# ThrottleStop issues on Windows 11



## MutatedT7 (Feb 19, 2022)

Hey there everyone!

I recently updated to Windows 11, and to my surprise, ThrottleStop is now no longer functioning.
I saw a post by @henry432 on this issue, however I'm not sure if the advise is applicable and since
I didn't quite understand the techniques and topics discussed, I'm here to ask for a fix and help on my similar situation.

After updating I found my FIVR window looking like this, everything grayed out and unable to unlock the adjustable voltage,
with my offsets being reset to 0 (see attachment).

I have tried reinstalling ThrottleStop, deleting the .ini file, as well as making sure that Core Isolation Memory Integrity is turned off.
Does anyone know what's going on and how to fix this?
Thanks in advance!
-Valentine


----------



## AOne (Feb 19, 2022)

Your BIOS have been updated with the upgrade. Same happened to me few months ago when switching to W11. Disable the update in Device manager and flash the previous version of BIOS and all will be back to good.


----------



## MutatedT7 (Feb 19, 2022)

AOne said:


> Your BIOS have been updated with the upgrade. Same happened to me few months ago when switching to W11. Disable the update in Device manager and flash the previous version of BIOS and all will be back to good.

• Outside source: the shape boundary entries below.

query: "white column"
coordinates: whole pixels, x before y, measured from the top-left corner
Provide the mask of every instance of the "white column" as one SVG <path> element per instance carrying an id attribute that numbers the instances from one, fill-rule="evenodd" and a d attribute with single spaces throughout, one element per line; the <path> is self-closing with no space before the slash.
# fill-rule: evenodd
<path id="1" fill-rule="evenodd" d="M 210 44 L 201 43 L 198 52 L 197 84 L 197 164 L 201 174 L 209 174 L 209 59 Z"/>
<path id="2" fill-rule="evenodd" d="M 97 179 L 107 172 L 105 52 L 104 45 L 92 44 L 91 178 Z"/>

Hey AOne! Thanks for your response,
Is there some tutorial or post I can use to flash my bios with instructions?
I don't know how to, and I don't want to fall into the trap of crappy YouTube tutorials again

And in Device Manager, what should I disable exactly?


----------



## AOne (Feb 19, 2022)

It all depends on your model. I'm pretty sure it's all explained in the Support section of the manufacturer and you could also find the needed bios file there.


----------